Is 3D mag calibration accurate and reliable only for large variation of pitch and roll?

Do you have suggestion about other calibration algorithms, please?

Thanks a lot.

Luca.

[peabody124]

fenestren, on 10 February 2011 - 04:33 PM, said:

What have I to expect if the rotations are made for: 0<yaw<360, -20<picth<20 and -15<roll<15?

Here is matlab some code assuming no distortions in the field and based in TX.

% magnetic vector in TX
Be = [9000 300 40000]';

% rotation matrix for each axis
Rx = @(x) [1 0 0; 0 cos(x) -sin(x); 0 sin(x) cos(x)];
Ry = @(y) [cos(y) 0 sin(y); 0 1 0; -sin(y) 0 cos(y)];
Rz = @(z) [cos(z) -sin(z) 0; sin(z) cos(z) 0; 0 0 1];

% set up the rotations dude asked for
yaw = (0:5:360) * pi / 180;
pitch = (-15:5:15) * pi / 180;
roll = (-15:5:15) * pi / 180;
[r p y] = meshgrid(roll,pitch,yaw);

% loop over linearized indicies
Br = zeros(3,numel(r));
for i = 1:numel(y)
	Br(:,i) = Rx(r(i))*Ry(p(i))*Rz(y(i)) * Be;
end

% plot the resulting field measurements
plot3(Br(1,:),Br(2,:),Br(3,:),'.')
xlabel('X field (nT)');
ylabel('Y field (nT)');
zlabel('Z field (nT)');

xlim([-40000 40000]);
ylim([-40000 40000]);
zlim([-40000 40000]);

and scaled evenly on each axis:



So you can see you only sample the top of the ellipsoid.

We use a 6pt calibration routine which is suspect is reasonable if your wires are tight and you don't pick up a lot of motor interference.  There's another guy (see thread about "Another STM32 Quad") who has a much more sophisticated algorithm that predicts based on motor speed.

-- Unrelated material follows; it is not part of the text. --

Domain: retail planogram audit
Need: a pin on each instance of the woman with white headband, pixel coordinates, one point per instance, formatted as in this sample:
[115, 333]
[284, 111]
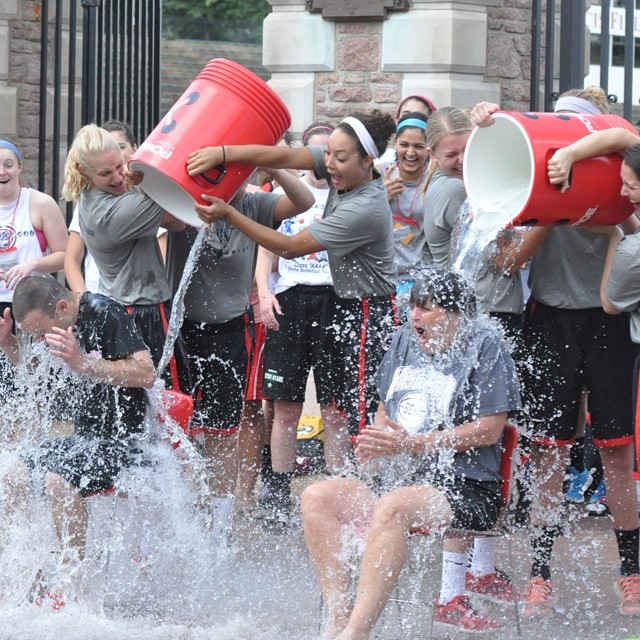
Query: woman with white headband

Anyway, I'm not doing any more of your homework   You need to read more about this.

[Gary Mortimer]

Just seeing this one, catching it late, is it an OP easter egg design competiton?

[peabody124]

LOL.  Yeah.  Opie is going on an egg hunt!

[fenestren]

peabody124, on 10 February 2011 - 05:18 PM, said:

Here is matlab some code assuming no distortions in the field and based in TX.

Anyway, I'm not doing any more of your homework   You need to read more about this.

I'm not so expert like you with Matlab, but my code, although terribly far from being optimized, give me the same result.

n_punti=1000;

for i=0:(n_punti-1)
	heading_deg(1,i+1)=i*360/n_punti;
	
	bank_deg(1,i+1) = randi([-15 15]); % Vettore colonna da n elementi
		
	elevation_deg(1,i+1) = randi([-20 20]); % randi([-20 20]);
	
end;

bank = bank_deg*pi/180;
elevation = elevation_deg*pi/180;
heading = heading_deg*pi/180;

Figure 1: undistorted field @ San Francisco

 untitled.png   31.7K   47 downloads

Figure 2: undistorted field (red) and distorted field (blue)

 untitled2.png   8.02K   44 downloads

Figure 3: magnetometer value x, y, z

 untitled3.png   12.79K   46 downloads

I tried with ellipsoid fitting algotithm with awful results...

[peabody124]

yeah i think you'll need to sample more orientations to make it work well.